We know that
$$\mathbb E[X^2 + Y^2 + 2XY] = \mathbb E[(X+Y)^2] \quad (1)$$
Obviously the function $g(X,Y) = (X+Y)^2$ is not linear. However, I have seen that $(1)$ is equal to $$\mathbb E[X^2] +\mathbb E[Y^2] + 2\mathbb E[XY] \quad (2)$$
But we know that $\mathbb E[g(x,y)] = g(\mathbb E[x,y])$ only if $g$ is linear. For example if $g(X,Y) =X+Y$, then $\mathbb E[X+Y] = \mathbb E[X] +\mathbb E[Y]$ because $X+Y$ is linear. So why does $(2)$ hold?

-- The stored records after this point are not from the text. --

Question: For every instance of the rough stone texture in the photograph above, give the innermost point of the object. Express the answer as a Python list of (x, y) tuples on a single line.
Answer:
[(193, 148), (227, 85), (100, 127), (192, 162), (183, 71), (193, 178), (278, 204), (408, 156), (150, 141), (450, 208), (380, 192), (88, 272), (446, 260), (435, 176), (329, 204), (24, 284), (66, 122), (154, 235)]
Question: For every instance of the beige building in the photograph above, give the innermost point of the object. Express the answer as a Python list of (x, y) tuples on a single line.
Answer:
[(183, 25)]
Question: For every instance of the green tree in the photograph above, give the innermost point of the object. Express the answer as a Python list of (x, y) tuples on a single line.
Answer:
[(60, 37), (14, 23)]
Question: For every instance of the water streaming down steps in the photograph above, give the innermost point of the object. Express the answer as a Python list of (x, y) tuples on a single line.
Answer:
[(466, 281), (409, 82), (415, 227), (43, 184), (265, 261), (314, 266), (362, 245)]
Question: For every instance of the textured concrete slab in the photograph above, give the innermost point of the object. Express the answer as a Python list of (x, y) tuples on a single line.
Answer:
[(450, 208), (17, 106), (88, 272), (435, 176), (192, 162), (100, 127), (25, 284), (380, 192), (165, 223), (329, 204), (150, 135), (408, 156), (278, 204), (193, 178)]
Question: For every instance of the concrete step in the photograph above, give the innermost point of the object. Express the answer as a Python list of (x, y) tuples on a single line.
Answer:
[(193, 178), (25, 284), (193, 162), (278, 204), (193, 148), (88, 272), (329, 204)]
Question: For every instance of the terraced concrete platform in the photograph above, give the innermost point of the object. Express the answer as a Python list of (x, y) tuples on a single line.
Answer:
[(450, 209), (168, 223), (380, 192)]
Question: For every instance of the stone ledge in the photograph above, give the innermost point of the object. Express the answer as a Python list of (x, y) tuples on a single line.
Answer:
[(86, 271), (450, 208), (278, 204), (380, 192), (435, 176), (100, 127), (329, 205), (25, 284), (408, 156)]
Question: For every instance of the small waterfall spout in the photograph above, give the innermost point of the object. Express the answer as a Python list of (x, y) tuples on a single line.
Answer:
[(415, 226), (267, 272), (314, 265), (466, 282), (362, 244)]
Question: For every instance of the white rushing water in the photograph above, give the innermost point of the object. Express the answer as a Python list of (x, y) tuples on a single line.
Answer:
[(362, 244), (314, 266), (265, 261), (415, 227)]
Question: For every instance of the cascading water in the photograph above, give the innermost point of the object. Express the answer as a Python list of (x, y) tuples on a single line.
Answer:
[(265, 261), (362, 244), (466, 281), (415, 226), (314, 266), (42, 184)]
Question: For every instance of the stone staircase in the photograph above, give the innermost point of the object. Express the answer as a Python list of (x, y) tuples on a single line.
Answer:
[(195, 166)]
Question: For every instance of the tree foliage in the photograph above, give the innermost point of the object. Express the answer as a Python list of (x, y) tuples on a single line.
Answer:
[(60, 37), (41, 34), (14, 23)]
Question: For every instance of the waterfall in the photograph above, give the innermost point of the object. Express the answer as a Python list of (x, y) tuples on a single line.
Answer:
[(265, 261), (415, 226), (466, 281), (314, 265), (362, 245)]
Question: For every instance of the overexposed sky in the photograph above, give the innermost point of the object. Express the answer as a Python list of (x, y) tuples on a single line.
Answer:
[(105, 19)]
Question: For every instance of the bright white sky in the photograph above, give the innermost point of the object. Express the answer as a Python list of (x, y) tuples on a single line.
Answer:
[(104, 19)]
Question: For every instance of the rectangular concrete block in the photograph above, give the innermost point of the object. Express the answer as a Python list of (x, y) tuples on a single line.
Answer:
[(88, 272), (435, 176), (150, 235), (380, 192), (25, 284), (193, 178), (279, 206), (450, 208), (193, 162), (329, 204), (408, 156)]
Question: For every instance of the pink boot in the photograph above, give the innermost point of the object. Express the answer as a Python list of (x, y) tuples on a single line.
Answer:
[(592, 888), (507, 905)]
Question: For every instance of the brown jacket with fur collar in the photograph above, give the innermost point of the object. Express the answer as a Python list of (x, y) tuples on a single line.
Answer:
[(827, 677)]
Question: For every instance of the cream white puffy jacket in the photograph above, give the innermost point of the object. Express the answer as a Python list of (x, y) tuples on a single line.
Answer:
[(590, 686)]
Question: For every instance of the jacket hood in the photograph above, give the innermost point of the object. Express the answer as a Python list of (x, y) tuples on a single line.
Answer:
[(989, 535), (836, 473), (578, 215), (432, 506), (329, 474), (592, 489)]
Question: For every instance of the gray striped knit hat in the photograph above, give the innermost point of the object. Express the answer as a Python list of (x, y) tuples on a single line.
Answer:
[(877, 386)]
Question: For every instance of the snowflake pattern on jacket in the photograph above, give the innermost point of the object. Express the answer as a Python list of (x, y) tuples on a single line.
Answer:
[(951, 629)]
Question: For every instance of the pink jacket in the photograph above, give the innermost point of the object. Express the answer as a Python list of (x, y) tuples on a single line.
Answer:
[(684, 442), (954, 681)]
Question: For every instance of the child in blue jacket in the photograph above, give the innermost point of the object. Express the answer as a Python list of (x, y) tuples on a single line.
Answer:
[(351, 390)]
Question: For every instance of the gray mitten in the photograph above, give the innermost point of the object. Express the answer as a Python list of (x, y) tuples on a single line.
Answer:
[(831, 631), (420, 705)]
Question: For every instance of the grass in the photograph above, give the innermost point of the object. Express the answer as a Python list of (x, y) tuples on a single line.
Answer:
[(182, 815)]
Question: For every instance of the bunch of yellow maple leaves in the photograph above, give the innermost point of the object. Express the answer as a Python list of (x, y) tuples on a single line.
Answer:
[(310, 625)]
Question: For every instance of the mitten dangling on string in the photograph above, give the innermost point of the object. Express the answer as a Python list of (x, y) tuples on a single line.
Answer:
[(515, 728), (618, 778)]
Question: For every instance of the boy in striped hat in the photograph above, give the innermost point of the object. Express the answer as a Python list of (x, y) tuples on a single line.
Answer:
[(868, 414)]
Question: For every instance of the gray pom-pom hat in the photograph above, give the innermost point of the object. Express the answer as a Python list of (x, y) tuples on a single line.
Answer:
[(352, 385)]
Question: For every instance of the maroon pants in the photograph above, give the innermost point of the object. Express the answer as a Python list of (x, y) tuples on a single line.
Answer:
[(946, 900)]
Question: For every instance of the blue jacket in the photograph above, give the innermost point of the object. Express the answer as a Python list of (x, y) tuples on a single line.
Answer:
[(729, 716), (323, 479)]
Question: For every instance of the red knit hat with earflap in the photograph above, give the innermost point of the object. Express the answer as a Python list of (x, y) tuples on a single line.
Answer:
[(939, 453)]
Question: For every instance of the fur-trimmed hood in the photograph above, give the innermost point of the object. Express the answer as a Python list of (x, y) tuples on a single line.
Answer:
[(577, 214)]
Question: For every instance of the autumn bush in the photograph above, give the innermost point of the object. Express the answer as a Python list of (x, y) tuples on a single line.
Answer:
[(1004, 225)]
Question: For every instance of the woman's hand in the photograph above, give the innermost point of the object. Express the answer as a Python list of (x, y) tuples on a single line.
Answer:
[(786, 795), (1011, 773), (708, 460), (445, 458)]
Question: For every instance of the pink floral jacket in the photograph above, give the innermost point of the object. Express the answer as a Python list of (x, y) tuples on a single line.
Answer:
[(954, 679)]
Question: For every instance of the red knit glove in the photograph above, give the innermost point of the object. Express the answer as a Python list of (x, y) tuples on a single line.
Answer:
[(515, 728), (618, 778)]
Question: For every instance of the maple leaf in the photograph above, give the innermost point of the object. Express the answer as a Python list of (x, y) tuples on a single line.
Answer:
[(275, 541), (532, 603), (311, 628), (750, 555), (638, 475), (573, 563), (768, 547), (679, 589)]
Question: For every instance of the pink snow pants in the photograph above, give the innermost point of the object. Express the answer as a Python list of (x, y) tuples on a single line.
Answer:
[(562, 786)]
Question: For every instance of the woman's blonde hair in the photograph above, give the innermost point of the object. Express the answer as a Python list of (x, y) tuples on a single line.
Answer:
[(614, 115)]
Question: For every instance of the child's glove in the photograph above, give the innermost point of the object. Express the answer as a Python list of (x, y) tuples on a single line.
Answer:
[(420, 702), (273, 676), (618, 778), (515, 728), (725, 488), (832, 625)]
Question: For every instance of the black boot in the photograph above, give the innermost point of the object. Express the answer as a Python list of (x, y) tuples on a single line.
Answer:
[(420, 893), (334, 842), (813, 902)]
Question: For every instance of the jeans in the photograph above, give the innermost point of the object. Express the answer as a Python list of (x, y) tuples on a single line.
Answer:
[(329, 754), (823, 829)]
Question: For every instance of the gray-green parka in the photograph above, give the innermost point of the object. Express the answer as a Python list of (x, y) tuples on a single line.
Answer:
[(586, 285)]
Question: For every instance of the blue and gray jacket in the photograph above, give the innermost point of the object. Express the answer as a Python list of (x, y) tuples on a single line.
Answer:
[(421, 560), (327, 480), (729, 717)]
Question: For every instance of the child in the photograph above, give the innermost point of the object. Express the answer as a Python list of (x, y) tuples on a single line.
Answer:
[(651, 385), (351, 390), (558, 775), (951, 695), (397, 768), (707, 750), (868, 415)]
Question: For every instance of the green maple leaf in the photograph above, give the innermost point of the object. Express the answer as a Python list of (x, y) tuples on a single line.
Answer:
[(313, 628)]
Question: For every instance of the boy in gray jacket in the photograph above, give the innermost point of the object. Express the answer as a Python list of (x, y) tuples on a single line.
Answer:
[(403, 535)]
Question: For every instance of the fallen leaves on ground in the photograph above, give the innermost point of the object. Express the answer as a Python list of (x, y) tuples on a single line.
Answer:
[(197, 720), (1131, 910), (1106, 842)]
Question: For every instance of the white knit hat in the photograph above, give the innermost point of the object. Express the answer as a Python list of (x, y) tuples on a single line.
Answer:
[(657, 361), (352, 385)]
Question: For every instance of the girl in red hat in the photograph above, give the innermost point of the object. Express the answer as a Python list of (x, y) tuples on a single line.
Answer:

$E[g(x,y)]\neq g(E[x,y])$ as $g(E[x,y])=E^2[x]+E^2[Y]+2E[x]E[y]\neq E[x^2]+E[y^2]+2E[xy]$, due to the fact that in general $E^2[x]\neq E[x^2]$.
The reason that 2 hold is that the mean operator is linear in the sense that $E[\sum_ia_if_i(X_i)=\sum_ia_iE[f_i(X_i)]$, where $f_i$ refers to some functions of random variables.